Reports are an integral part of what we do and an important way we communicate your child’s learning and personal growth. However, reports are only one piece of a jigsaw, that we endeavour to put together, of your child’s learning journey whilst at the Alice Smith School.
The information contained within reports comes from a range of sources. The reporting process not only begins from the moment your child arrives with their teacher, but is also continual. As soon as one report is written and issued to you, teachers are already gathering data, making judgements and decisions about your child’s learning and where they need to go next. This teacher judgement is vital.
Class teachers will interact with your child on a daily basis and know your child - what motivates them, what interests them and what their strengths are.
Teacher judgements are augmented by the use of standardised data and ongoing teacher assessments. A standardised assessment is a test that requires all test takers to answer the same questions in the same way and that is scored in a “standard” or consistent manner. This makes it possible to compare the relative performance of individual students or groups of students.
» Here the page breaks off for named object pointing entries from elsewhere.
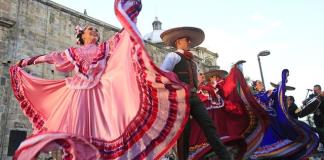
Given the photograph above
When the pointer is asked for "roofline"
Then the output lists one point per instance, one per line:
(78, 14)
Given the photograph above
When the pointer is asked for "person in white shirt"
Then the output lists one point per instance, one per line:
(181, 63)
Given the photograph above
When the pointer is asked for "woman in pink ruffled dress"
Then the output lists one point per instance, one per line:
(118, 104)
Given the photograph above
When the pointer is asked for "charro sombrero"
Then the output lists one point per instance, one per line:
(288, 88)
(217, 72)
(196, 35)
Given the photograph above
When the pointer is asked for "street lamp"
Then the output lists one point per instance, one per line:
(262, 53)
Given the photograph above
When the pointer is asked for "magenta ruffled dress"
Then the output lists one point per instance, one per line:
(118, 104)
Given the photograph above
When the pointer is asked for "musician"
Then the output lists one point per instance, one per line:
(181, 63)
(317, 91)
(318, 116)
(292, 107)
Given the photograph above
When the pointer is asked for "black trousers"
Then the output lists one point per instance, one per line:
(200, 114)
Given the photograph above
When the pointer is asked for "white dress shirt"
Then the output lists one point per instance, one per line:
(171, 59)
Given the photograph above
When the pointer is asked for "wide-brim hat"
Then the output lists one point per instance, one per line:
(216, 72)
(195, 35)
(288, 88)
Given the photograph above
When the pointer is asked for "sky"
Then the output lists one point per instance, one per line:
(292, 30)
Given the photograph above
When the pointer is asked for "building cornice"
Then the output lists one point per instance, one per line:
(78, 14)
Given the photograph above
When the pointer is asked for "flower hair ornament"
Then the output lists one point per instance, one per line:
(78, 31)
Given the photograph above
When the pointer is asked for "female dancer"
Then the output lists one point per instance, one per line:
(118, 105)
(285, 137)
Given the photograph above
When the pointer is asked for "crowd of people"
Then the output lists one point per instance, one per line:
(120, 105)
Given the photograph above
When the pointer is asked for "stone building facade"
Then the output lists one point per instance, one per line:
(33, 27)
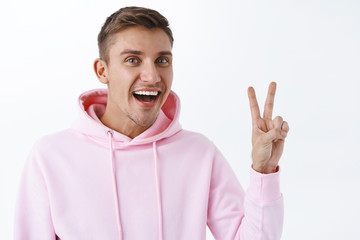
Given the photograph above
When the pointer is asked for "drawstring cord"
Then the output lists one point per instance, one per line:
(158, 196)
(115, 185)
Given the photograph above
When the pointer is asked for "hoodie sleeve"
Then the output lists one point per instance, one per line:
(32, 215)
(235, 214)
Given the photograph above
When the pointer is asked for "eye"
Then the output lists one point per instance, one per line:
(162, 60)
(132, 60)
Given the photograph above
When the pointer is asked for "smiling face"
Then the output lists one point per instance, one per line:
(139, 75)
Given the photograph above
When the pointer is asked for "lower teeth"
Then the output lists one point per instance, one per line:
(145, 98)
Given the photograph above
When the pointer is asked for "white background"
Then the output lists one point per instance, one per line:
(310, 48)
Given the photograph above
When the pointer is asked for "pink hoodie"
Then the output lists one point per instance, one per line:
(90, 182)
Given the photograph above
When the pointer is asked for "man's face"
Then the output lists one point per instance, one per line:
(139, 74)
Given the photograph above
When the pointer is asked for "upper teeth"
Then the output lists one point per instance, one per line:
(151, 93)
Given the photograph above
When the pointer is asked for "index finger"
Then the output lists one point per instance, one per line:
(254, 106)
(269, 103)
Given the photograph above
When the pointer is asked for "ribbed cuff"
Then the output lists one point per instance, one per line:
(264, 188)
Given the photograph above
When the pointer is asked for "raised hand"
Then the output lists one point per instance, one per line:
(268, 135)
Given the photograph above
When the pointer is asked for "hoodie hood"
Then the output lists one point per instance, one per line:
(92, 106)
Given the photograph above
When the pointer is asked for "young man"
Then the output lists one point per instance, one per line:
(126, 169)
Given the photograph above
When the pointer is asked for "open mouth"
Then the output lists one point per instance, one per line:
(146, 96)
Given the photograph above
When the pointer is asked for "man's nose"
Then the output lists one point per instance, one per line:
(149, 73)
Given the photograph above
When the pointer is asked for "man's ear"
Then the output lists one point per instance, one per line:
(100, 69)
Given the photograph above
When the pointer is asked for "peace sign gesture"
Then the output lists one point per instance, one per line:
(268, 135)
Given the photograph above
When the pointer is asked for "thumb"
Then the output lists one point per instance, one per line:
(275, 133)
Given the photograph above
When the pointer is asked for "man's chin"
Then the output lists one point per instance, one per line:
(145, 121)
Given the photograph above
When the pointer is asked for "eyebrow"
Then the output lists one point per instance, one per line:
(136, 52)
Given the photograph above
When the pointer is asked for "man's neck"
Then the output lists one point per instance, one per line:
(128, 128)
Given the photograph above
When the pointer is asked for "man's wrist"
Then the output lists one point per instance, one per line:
(265, 169)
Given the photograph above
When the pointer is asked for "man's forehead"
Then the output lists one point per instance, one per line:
(142, 39)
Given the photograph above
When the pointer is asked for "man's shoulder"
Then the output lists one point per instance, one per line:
(192, 137)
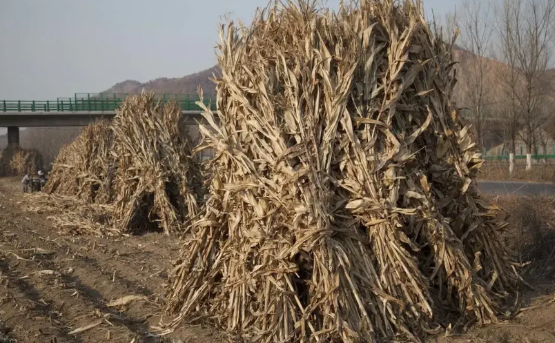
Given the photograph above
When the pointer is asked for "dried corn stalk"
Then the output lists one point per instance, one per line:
(343, 205)
(139, 166)
(85, 168)
(157, 180)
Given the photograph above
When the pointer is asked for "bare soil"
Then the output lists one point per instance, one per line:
(52, 285)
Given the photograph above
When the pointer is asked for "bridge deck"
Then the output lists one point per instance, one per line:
(52, 119)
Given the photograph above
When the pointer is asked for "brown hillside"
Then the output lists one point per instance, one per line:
(184, 85)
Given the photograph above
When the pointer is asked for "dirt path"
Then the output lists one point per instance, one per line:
(52, 287)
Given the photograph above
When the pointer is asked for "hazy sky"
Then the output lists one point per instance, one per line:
(54, 48)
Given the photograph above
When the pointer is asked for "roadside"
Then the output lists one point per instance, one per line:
(499, 171)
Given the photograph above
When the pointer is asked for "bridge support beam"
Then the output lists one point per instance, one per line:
(13, 136)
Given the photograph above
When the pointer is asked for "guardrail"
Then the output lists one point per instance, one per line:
(519, 157)
(94, 103)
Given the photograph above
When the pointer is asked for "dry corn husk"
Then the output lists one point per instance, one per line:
(134, 174)
(342, 205)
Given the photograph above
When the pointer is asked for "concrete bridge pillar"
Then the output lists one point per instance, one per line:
(13, 136)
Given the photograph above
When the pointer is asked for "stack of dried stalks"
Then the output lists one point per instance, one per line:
(26, 161)
(139, 167)
(84, 168)
(343, 205)
(157, 181)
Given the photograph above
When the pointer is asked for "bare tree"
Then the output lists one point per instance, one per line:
(534, 37)
(507, 75)
(526, 33)
(476, 29)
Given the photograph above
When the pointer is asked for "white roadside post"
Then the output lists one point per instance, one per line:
(511, 163)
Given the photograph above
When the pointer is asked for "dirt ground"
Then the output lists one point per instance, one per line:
(59, 288)
(52, 285)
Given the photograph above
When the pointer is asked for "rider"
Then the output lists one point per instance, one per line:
(25, 181)
(42, 179)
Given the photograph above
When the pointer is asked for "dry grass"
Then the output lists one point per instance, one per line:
(531, 234)
(342, 205)
(499, 171)
(140, 165)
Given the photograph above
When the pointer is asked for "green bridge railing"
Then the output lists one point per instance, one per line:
(517, 157)
(92, 102)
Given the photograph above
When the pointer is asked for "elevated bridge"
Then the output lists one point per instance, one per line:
(83, 109)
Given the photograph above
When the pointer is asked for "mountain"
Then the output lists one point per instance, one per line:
(184, 85)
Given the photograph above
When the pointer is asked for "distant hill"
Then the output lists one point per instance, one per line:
(184, 85)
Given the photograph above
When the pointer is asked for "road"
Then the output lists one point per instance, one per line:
(517, 188)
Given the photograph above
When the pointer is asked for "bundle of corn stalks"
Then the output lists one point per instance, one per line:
(84, 168)
(140, 165)
(26, 162)
(157, 181)
(343, 205)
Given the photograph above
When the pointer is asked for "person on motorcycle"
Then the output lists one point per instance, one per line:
(25, 182)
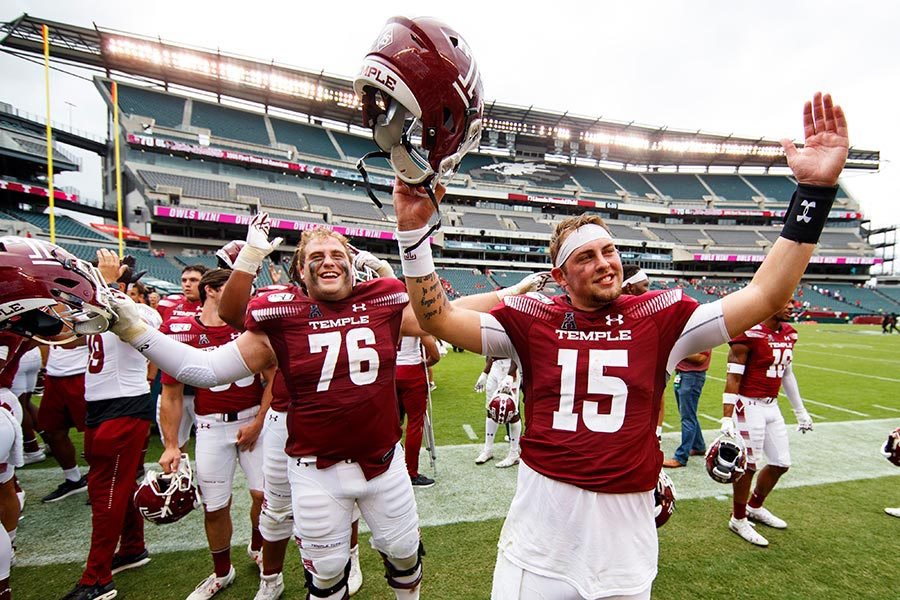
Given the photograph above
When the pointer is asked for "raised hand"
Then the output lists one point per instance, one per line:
(826, 143)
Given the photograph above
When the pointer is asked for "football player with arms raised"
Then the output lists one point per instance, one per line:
(229, 419)
(594, 365)
(759, 365)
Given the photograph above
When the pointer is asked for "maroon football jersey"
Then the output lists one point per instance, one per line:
(230, 397)
(338, 361)
(593, 382)
(771, 351)
(16, 348)
(280, 398)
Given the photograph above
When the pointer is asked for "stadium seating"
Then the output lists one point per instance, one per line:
(632, 182)
(729, 187)
(272, 197)
(594, 180)
(230, 123)
(65, 226)
(775, 187)
(308, 139)
(165, 109)
(679, 187)
(354, 146)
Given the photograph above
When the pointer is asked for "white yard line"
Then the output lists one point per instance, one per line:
(833, 452)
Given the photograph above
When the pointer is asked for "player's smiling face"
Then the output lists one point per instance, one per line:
(592, 275)
(326, 271)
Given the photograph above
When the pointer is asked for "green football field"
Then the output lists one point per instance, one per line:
(839, 543)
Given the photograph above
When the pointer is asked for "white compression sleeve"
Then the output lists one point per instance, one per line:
(704, 330)
(193, 366)
(792, 390)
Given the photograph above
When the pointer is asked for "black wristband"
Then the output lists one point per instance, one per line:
(807, 213)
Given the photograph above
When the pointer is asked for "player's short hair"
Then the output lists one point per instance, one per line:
(215, 279)
(198, 267)
(567, 226)
(310, 235)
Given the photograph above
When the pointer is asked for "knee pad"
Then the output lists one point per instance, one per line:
(276, 523)
(340, 583)
(393, 570)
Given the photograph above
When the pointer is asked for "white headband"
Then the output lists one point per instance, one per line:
(578, 238)
(636, 278)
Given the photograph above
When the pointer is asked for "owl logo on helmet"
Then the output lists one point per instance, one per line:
(163, 499)
(726, 459)
(664, 499)
(420, 82)
(891, 448)
(503, 407)
(50, 295)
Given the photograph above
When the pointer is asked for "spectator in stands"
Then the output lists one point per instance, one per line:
(690, 376)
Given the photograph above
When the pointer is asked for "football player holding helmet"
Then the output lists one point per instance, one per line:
(664, 499)
(503, 407)
(726, 459)
(168, 498)
(420, 81)
(49, 293)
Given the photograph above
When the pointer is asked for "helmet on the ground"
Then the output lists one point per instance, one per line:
(726, 459)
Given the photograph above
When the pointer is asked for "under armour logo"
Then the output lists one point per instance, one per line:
(806, 204)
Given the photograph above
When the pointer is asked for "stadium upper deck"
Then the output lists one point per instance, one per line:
(215, 137)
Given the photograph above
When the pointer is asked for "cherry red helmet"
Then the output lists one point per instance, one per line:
(165, 499)
(503, 407)
(726, 459)
(421, 69)
(891, 448)
(664, 498)
(48, 292)
(227, 254)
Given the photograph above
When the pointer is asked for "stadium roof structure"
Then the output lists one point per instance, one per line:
(331, 97)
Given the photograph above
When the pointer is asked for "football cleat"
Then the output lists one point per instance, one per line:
(664, 499)
(354, 582)
(743, 528)
(485, 456)
(764, 516)
(511, 459)
(212, 585)
(271, 587)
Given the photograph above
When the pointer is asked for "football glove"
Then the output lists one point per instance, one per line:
(804, 421)
(258, 246)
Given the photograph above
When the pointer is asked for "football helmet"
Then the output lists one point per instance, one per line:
(891, 448)
(726, 459)
(503, 407)
(419, 81)
(664, 499)
(49, 292)
(165, 499)
(227, 254)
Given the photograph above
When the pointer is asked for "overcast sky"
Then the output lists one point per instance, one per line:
(723, 67)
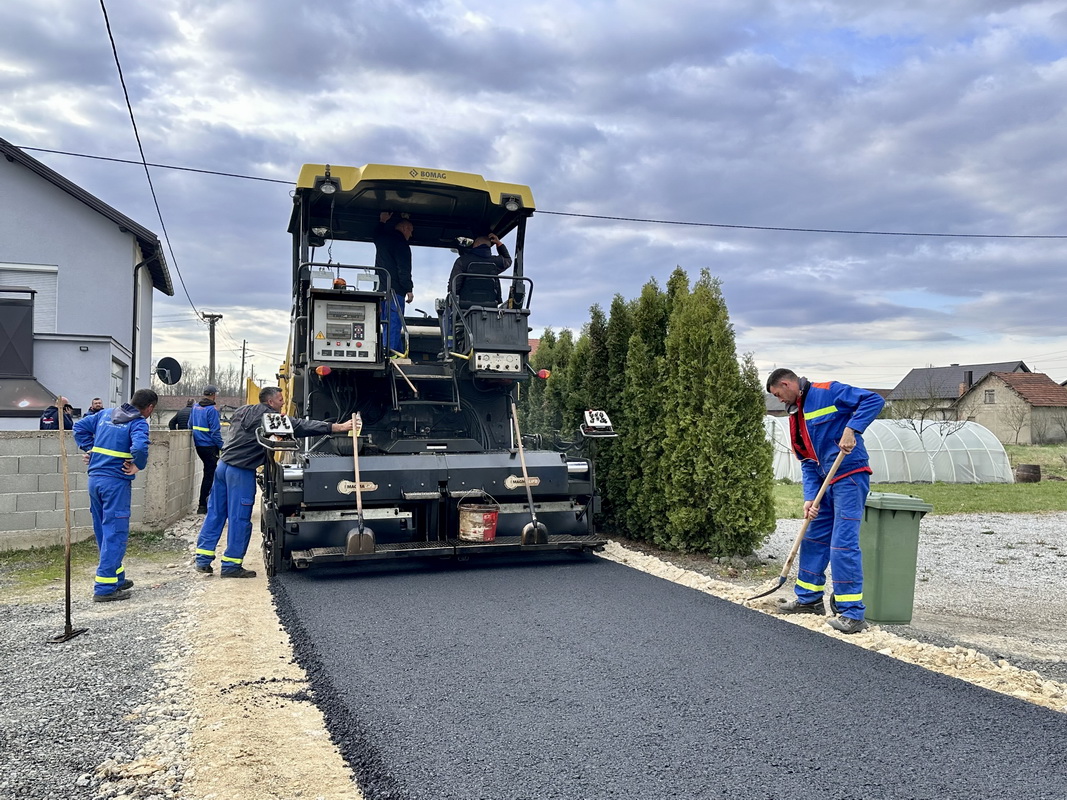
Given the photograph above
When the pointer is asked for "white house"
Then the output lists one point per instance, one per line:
(90, 273)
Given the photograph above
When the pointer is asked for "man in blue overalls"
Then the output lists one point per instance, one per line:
(207, 438)
(115, 442)
(826, 418)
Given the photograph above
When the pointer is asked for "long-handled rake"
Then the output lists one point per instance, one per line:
(780, 580)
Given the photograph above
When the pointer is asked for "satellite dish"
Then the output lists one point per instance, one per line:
(169, 371)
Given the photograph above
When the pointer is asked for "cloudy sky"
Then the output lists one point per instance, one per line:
(902, 117)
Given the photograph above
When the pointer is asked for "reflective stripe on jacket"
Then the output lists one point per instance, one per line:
(204, 420)
(824, 412)
(113, 436)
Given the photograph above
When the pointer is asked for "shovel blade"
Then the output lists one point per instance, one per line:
(535, 533)
(360, 542)
(774, 587)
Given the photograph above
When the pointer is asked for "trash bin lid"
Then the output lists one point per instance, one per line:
(892, 501)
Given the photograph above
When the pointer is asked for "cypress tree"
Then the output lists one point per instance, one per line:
(557, 388)
(642, 401)
(535, 399)
(719, 496)
(610, 463)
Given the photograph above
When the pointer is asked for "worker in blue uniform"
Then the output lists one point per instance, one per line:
(234, 492)
(826, 418)
(115, 442)
(207, 438)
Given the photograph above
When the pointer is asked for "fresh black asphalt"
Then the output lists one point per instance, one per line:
(580, 678)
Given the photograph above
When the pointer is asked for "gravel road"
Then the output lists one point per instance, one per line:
(997, 582)
(107, 715)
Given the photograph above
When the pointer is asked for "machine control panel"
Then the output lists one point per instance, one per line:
(498, 362)
(344, 331)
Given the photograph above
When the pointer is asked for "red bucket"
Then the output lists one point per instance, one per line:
(478, 521)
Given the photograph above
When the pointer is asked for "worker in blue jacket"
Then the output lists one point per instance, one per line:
(207, 440)
(235, 491)
(825, 419)
(115, 442)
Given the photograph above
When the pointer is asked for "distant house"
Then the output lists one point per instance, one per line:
(77, 281)
(930, 393)
(1019, 408)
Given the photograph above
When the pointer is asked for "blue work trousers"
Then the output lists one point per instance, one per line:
(229, 502)
(393, 314)
(109, 502)
(833, 538)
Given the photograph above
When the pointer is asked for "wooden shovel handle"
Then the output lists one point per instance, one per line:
(803, 528)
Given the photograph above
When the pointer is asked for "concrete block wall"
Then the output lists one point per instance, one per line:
(32, 505)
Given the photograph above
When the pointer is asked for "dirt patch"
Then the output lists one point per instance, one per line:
(256, 733)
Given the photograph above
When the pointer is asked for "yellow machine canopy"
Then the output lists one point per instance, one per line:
(442, 205)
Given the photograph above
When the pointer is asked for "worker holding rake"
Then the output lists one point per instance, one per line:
(827, 419)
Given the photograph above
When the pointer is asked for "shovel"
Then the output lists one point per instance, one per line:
(361, 540)
(777, 584)
(534, 532)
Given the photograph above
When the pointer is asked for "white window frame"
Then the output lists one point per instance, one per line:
(44, 277)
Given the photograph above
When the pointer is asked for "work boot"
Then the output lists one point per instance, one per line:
(796, 607)
(239, 572)
(847, 624)
(117, 594)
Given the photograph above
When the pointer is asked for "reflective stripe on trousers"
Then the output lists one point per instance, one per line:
(109, 504)
(229, 505)
(833, 539)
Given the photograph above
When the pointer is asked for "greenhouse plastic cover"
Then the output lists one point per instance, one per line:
(960, 452)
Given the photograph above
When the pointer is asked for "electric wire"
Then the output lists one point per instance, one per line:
(608, 218)
(147, 173)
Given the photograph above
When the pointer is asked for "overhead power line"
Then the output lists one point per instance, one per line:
(649, 221)
(805, 230)
(137, 134)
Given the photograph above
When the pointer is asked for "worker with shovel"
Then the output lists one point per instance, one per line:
(827, 419)
(115, 442)
(234, 490)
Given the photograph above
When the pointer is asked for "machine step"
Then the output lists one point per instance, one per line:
(302, 559)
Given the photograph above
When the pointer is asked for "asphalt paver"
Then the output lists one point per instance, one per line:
(576, 677)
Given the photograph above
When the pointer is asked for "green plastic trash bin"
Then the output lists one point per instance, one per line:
(889, 539)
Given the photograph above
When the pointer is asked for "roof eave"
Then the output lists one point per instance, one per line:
(152, 250)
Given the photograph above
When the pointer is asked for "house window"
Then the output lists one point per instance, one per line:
(40, 276)
(117, 379)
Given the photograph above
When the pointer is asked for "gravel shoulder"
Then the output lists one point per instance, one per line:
(189, 689)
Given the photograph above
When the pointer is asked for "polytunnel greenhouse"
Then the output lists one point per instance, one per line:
(957, 452)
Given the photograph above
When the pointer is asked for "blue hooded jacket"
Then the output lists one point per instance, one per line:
(113, 436)
(205, 424)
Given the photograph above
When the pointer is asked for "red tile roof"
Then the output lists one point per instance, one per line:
(1036, 388)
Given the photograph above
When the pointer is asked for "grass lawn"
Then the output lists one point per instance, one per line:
(43, 566)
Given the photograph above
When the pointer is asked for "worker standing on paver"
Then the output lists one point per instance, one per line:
(115, 441)
(826, 418)
(207, 440)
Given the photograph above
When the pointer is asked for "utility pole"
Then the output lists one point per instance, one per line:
(211, 319)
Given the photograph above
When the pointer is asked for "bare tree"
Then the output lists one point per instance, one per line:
(923, 410)
(1038, 428)
(1015, 416)
(1060, 420)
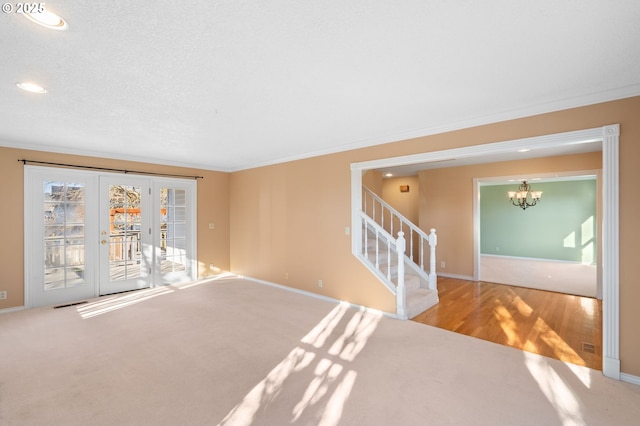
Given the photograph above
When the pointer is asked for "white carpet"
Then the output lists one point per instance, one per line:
(235, 352)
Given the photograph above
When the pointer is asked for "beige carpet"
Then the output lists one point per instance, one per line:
(235, 352)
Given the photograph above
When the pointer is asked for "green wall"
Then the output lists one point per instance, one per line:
(563, 226)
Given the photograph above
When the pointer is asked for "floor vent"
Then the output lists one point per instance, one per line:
(69, 304)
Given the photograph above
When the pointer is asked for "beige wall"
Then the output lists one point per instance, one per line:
(213, 206)
(446, 201)
(290, 218)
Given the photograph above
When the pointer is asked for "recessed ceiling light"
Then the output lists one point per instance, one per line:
(48, 19)
(31, 87)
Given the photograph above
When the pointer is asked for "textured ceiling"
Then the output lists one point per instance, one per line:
(229, 85)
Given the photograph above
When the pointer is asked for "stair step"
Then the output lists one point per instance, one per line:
(419, 300)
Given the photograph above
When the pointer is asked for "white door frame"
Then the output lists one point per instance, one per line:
(105, 284)
(609, 136)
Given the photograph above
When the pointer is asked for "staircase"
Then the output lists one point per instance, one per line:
(398, 265)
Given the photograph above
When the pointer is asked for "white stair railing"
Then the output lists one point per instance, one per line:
(392, 221)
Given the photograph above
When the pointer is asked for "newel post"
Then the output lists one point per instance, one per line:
(433, 277)
(401, 292)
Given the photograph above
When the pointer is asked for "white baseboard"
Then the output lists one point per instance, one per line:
(7, 310)
(318, 296)
(634, 380)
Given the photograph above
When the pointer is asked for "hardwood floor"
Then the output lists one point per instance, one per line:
(561, 326)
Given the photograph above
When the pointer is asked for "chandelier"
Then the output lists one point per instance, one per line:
(524, 197)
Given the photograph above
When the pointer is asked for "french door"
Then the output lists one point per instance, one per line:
(104, 233)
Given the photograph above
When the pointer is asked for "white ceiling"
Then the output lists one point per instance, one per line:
(229, 85)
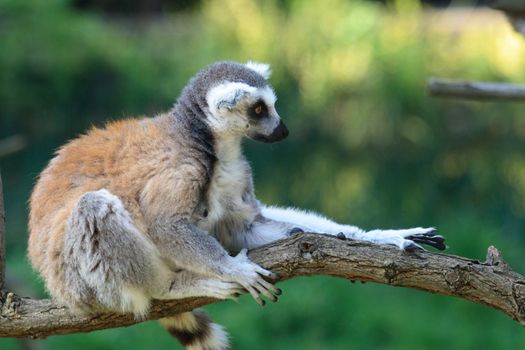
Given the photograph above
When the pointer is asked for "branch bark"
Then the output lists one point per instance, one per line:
(476, 90)
(492, 283)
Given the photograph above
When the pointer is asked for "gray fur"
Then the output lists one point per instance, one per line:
(192, 206)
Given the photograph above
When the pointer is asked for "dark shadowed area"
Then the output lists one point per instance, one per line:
(367, 146)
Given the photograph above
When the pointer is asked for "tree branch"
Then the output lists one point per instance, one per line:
(476, 90)
(491, 283)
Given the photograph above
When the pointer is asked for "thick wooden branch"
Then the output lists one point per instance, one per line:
(491, 283)
(476, 90)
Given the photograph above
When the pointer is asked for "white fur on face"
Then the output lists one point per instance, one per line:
(261, 68)
(226, 102)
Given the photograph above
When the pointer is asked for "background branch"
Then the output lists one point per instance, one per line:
(491, 283)
(476, 90)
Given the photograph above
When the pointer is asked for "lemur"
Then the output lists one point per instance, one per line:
(164, 207)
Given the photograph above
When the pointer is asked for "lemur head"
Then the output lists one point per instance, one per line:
(235, 100)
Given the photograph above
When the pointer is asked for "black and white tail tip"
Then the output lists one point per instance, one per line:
(196, 331)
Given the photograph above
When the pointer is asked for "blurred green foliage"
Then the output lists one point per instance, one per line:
(367, 146)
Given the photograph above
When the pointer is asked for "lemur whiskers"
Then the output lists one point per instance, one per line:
(165, 207)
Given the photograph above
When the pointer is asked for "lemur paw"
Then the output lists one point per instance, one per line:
(250, 276)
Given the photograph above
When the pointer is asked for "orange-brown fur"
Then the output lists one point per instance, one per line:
(111, 158)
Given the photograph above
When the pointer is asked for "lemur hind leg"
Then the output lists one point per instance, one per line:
(108, 262)
(186, 284)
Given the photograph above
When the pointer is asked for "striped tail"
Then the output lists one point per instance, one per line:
(196, 331)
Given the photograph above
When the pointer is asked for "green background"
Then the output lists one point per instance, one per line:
(367, 145)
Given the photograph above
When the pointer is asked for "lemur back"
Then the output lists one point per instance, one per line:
(164, 208)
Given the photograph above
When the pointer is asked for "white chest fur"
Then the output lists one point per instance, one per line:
(229, 182)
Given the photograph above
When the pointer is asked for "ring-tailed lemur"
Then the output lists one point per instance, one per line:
(153, 208)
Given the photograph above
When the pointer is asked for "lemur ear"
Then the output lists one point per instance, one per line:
(227, 95)
(261, 68)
However, whilst standardised assessments can provide useful information, they are a snapshot of your child’s achievement - or potential achievement - on the day they took the assessment. There can be a myriad of factors that influence the results of these assessments. There are a range of other ways that teachers will engage with your child. They participate in professional dialogues which allow them to meet with year leaders and discuss all aspects of your child in their class - are they achieving their potential? Are there any barriers to them learning? What are the next steps that need to be put in place to provide the requisite challenge for your child? This process allows teachers to build up a detailed and intricate picture of what is happening in the class and helps inform planning and next steps.
We also use CAT4 assessments which allow us to identify potential. This helps us to support children who are underachieving for any reason (for example, children new to English may not be able to demonstrate their ability initially). Our data demonstrates that we have a much larger more able population at Alice Smith than in most schools.
The removal of levels in the UK in 2014, paved the way for schools around the world to develop their own assessment system. At the Primary Campus, our approach has been for teachers to use their formative (on-going) assessment along with evidence from a range of data, including student observation and dialogue, standardised data and tracking against the KLASS curriculum to make judgements, for reporting purposes, as to where your child is in their learning. This allows us to provide a report which summarises your child’s learning over the course of an academic year, commenting on their areas of progress, as well as celebrating their personal and academic strengths.
One of the many things we pride ourselves on at Alice Smith is that our teachers know the children in their care; they know what motivates them, where their strengths are and where there are gaps in their learning which need to be filled.
We strongly believe teacher judgement is key in making sense of the range of data we have at our disposal and that this will be reflected in the reports you will receive and the dialogues that you have.